[A cura di: Corrado Sforza Fogliani – presidente Centro studi Confedilizia]
Circa il compenso dell’amministratore di condominio è ormai noto che, chi svolge tale attività, deve, ora, portare a conoscenza dell’assemblea (affinché l’accetti), in sede di conferimento (o di rinnovo) dell’incarico, la retribuzione richiesta, sia per le competenze relative a prestazioni di carattere ordinario sia per quelle relative ad attività di natura straordinaria. E questo, a seguito della riscrittura, ad opera della legge di riforma (l. n. 220/2012), dell’art. 1129 cod. civ., secondo cui l’amministratore, “all’atto dell’accettazione della nomina e del suo rinnovo deve specificare analiticamente” l’importo dovuto a titolo di compenso; pena: la “nullità della nomina stessa”.

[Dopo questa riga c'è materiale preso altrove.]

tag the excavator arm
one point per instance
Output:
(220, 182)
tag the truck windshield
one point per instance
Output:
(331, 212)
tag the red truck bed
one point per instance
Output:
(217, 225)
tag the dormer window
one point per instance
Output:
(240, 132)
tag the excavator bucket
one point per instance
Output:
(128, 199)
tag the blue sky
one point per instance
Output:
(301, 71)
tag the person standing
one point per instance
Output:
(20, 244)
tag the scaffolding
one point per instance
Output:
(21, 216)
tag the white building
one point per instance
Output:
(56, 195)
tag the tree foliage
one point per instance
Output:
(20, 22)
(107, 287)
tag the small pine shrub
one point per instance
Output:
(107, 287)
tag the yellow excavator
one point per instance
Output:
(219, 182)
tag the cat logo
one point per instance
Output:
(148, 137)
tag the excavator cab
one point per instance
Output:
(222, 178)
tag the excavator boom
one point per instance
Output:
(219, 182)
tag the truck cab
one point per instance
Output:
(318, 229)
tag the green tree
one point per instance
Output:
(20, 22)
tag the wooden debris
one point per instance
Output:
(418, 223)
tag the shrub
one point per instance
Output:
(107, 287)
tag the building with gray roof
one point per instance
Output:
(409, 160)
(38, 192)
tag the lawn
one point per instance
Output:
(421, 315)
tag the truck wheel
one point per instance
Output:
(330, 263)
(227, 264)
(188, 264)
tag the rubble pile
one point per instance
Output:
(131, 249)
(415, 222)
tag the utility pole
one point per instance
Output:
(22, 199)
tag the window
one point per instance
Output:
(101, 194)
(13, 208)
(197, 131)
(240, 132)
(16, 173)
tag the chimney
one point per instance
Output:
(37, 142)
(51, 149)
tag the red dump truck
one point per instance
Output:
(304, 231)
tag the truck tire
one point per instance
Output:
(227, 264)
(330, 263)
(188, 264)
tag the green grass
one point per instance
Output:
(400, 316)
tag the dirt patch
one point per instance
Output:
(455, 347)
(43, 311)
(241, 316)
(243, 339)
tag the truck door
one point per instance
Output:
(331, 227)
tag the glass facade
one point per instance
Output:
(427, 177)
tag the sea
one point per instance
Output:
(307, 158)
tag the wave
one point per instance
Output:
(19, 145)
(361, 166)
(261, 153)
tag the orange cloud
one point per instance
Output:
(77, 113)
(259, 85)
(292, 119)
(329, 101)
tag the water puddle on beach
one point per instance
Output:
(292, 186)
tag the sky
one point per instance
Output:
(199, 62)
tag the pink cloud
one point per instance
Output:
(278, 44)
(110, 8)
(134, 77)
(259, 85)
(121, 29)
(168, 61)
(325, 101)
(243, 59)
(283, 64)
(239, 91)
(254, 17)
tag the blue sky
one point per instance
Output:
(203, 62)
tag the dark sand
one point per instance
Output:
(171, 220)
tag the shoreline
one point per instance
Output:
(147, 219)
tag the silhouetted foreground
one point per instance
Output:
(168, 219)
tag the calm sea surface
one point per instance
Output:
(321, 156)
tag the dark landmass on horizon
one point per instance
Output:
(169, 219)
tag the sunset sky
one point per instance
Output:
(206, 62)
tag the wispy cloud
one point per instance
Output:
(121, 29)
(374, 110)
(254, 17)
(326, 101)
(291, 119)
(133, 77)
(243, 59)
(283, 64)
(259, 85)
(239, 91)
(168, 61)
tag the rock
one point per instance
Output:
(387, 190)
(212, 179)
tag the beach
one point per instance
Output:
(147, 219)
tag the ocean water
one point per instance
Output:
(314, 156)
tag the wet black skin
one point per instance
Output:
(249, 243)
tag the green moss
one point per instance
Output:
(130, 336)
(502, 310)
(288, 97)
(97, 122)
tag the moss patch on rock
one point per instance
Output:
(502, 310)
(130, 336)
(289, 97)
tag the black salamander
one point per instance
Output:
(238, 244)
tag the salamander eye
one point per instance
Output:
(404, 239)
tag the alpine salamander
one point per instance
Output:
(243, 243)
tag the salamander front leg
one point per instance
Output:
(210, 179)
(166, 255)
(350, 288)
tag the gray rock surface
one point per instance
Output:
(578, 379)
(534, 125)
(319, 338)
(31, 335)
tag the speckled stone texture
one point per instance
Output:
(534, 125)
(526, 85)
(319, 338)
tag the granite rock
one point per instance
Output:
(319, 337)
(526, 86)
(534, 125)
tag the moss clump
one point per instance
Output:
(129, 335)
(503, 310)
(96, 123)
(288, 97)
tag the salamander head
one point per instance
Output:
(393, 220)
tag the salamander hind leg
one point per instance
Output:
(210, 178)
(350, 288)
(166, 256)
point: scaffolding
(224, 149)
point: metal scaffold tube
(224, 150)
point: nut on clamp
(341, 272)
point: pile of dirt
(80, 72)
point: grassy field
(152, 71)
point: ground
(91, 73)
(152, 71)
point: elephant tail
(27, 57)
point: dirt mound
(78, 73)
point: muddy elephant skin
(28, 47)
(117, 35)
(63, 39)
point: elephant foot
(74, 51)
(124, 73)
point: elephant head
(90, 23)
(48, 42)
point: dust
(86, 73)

Ciò posto, è altrettanto importante sottolineare l’importanza di definire in sede assembleare la periodicità con cui l’amministratore possa incassare il proprio compenso. Infatti, in assenza di una decisione sul punto (oppure di una norma del regolamento che tratti della questione), deve ritenersi – anche sulla base della disciplina sul mandato, alla quale lo stesso art. 1129 cod. civ. rimanda per regolare i rapporti tra condòmini e amministrazione condominiale (e da cui non emerge, salvo naturalmente diverso accordo tra le parti, la possibilità di un pagamento frazionato del compenso concordato) – che l’amministratore non possa percepire quanto convenuto se non alla scadenza (annuale) dell’incarico. Con l’effetto che eventuali incassi in corso di mandato potrebbero essere ritenuti illegittimi e quindi causare all’interessato problemi di vario genere (anche di natura penale). Problemi che, necessariamente, si proietterebbero sulla compagine condominiale, la quale verrebbe ad essere coinvolta in complessi quanto delicati contenziosi.